Multiple-Nucleotide Mutations
Now, we can see that there are 3 or 6 indels show up right after the other. For example, the sets of mutations at positions 21765–21770, 21991–21993, and 22029–22034 clearly move together. We can combine these the single-nucleotide mutations into a multiple-nucleotide mutation, and this combination is corroborated by statistical and biological evidence:
- In the assignment dataset, the frequency plots of the single-nucleotide changes are identical in both frequency and time. Thus, there is a strong chance these changes are connected.
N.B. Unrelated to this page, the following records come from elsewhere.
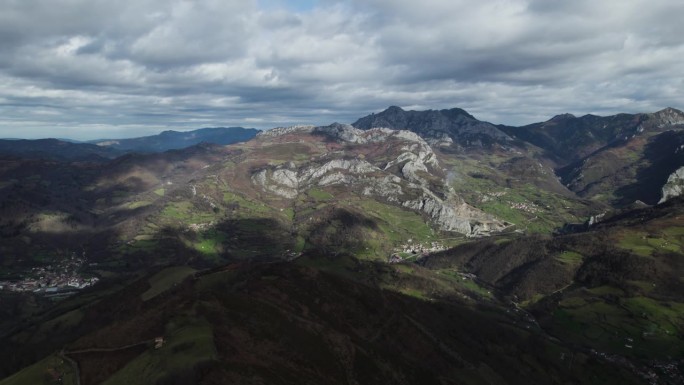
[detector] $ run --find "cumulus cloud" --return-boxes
[0,0,684,138]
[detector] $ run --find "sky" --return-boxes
[0,0,684,139]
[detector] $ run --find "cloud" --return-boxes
[0,0,684,137]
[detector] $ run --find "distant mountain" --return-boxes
[0,139,122,161]
[352,106,511,147]
[90,127,259,152]
[0,127,259,162]
[499,108,684,166]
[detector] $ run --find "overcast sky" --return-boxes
[0,0,684,139]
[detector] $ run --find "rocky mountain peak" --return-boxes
[352,106,511,147]
[650,107,684,127]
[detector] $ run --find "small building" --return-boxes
[154,337,165,349]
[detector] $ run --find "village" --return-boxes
[0,253,99,294]
[388,239,447,263]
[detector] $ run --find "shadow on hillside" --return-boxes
[615,131,684,205]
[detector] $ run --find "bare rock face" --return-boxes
[252,124,505,236]
[658,166,684,203]
[353,106,511,147]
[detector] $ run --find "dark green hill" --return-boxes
[0,257,639,385]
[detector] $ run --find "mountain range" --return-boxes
[0,107,684,385]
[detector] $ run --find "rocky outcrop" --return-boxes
[252,124,505,236]
[658,166,684,203]
[353,106,511,146]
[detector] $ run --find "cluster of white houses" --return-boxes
[0,255,99,293]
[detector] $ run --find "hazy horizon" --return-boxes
[0,0,684,139]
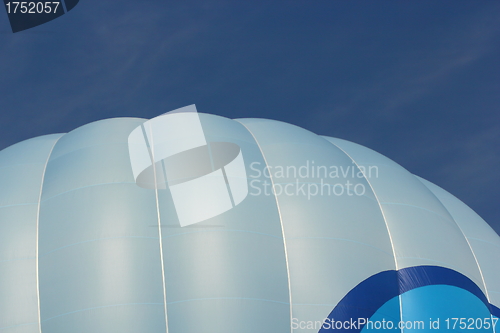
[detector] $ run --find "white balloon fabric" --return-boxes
[0,106,500,333]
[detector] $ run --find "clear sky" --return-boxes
[0,0,500,233]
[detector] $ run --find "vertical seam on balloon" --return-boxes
[141,124,168,333]
[35,135,64,333]
[323,138,404,332]
[240,123,293,332]
[414,175,496,332]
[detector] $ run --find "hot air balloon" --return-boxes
[0,106,500,333]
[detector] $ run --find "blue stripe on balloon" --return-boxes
[319,266,500,333]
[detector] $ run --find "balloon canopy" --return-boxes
[0,106,500,333]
- In the open-source dataset, the frequency of only one or few of these single-nucleotide changes is much smaller than the frequency of the multiple-nucleotide mutation.
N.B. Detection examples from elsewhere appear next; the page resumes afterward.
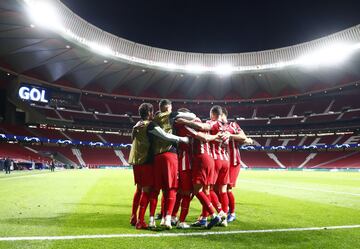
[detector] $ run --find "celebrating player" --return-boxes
[221,107,253,223]
[129,103,189,229]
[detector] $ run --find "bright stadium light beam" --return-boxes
[185,64,207,74]
[25,0,62,30]
[23,0,360,76]
[297,43,359,67]
[215,64,234,76]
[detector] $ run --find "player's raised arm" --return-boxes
[175,118,211,131]
[148,123,189,143]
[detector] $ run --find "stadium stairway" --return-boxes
[71,148,86,166]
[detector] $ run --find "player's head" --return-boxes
[159,99,172,112]
[139,103,154,120]
[221,107,229,123]
[210,105,222,121]
[178,108,190,112]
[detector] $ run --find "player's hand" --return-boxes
[219,132,231,141]
[179,137,190,144]
[134,121,145,129]
[245,137,254,145]
[175,118,190,125]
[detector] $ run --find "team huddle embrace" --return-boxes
[129,99,253,229]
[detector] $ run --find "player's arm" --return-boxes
[229,130,253,144]
[185,126,219,143]
[176,118,211,131]
[148,124,189,143]
[173,112,196,120]
[196,132,219,143]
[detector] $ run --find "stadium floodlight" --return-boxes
[23,0,360,75]
[185,64,207,74]
[24,0,62,30]
[297,43,359,67]
[215,64,234,76]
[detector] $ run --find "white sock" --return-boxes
[150,216,155,223]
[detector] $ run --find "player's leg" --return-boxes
[227,165,240,223]
[216,161,229,226]
[171,190,182,226]
[177,170,193,229]
[136,186,151,229]
[193,156,221,229]
[165,153,178,229]
[149,189,159,228]
[210,160,222,213]
[130,165,142,226]
[136,165,155,229]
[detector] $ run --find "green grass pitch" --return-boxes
[0,170,360,249]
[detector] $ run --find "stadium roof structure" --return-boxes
[0,0,360,100]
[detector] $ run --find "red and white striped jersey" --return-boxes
[174,123,191,171]
[227,122,241,166]
[207,121,229,160]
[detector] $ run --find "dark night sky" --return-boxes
[62,0,360,53]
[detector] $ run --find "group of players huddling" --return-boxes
[129,99,253,229]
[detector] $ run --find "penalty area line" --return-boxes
[0,225,360,241]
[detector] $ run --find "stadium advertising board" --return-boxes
[18,84,49,103]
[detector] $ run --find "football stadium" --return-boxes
[0,0,360,249]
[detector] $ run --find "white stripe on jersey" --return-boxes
[219,143,224,160]
[212,144,217,160]
[232,140,237,165]
[181,151,186,170]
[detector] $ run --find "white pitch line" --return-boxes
[238,180,360,196]
[0,225,360,241]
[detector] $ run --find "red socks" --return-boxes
[172,193,182,216]
[160,192,167,217]
[131,189,141,217]
[196,191,215,215]
[210,190,222,213]
[165,189,176,215]
[150,191,159,217]
[138,192,150,222]
[228,191,235,214]
[220,192,229,214]
[179,195,191,222]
- These nucleotide changes occur for 3 or 6 nucleotides, which is equal to the length of 1 and 2 codons, respectively. So, when 3 or 6 nucleotides are deleted, a whole codon or 2 codons are dropped, which indicates an amino acid deletion mutation.
From Nucleotides to Amino Acids
Once you know the nucleotide positions, it’s straightforward to map them to amino acids using a codon table. That lets you check which changes are synonymous (don’t affect the protein sequence) versus non-synonymous (do change the protein sequence).
| Mutation index | Nucleotide(s)’ position | Nucleotide(s) change | Amino acid change |
|---|---|---|---|
| 1 | 21618 | C>G | T19R |
| 2 | 21765 | TACATG>- | HV 69–70 deletion |
| 3 | 21846 | C>T | T95I |
| 4 | 21987 | G>A | G142D |
| 5 | 21991 | TTA>- | Y144 deletion |
| 6* | 22028 | GATTCA>- | - |
| 7 | 22029 | AGTTCA>- | EF 156-157 deletion |
| 8 | 22917 | T>G | L452R |
| 9 | 22995 | C>A | T478K |
| 10 | 23063 | A>T | N501Y |
| 11 | 23271 | C>A | A570D |
| 12 | 23403 | A>G | D614G |
| 13 | 23604 | C>G | P681H |
| 14 | 23604 | C>A | P681R |
| 15 | 23709 | C>T | T716I |
| 16 | 24410 | G>A | D950N |
| 17 | 24506 | T>G | S982A |
| 18 | 24914 | G>C | D1118H |
This is where things get interesting, and I think this was the point of the whole project. Some of these mutations we found are known “defining mutations” of major variants:
- Delta (21A/S:478K): mutations 1, 4, 7, 8, 9, 12, 14, 16
- Alpha (S.501Y.V1): mutations 2, 5, 10, 11, 12, 13, 15, 17, 18
If you track their frequencies over time, you can actually see the variant takeover happening. Before May 3, Alpha mutations dominate (~75–80%) and Delta is still rare (~10%). After May 3, Alpha drops off and Delta rapidly rises. Mutation 12 is present in both, so it stays at 100%. This matches real-world data almost perfectly: by June 4, 2021, the Delta variant had officially become dominant in the UK.
Functional Impact
Using this data, we can also determine which mutations are more likely to be responsible for increased pathogenicity. One of such cases is the case of P681R and P681H mutations of the Delta and Alpha strands, respectively. It has been determined that the P681 mutation is key to the increased pathogenicity of the Delta variant. The reason behind the effectiveness of this mutation is the cleavage of S1 and S2 subunits which is predicted to improve cell-surface-mediated virus entry. The alpha variant also exhibits enhanced S1/S2 cleavage thanks to its P681H mutation, however, the P681R mutation is much more effective than the P681H mutation.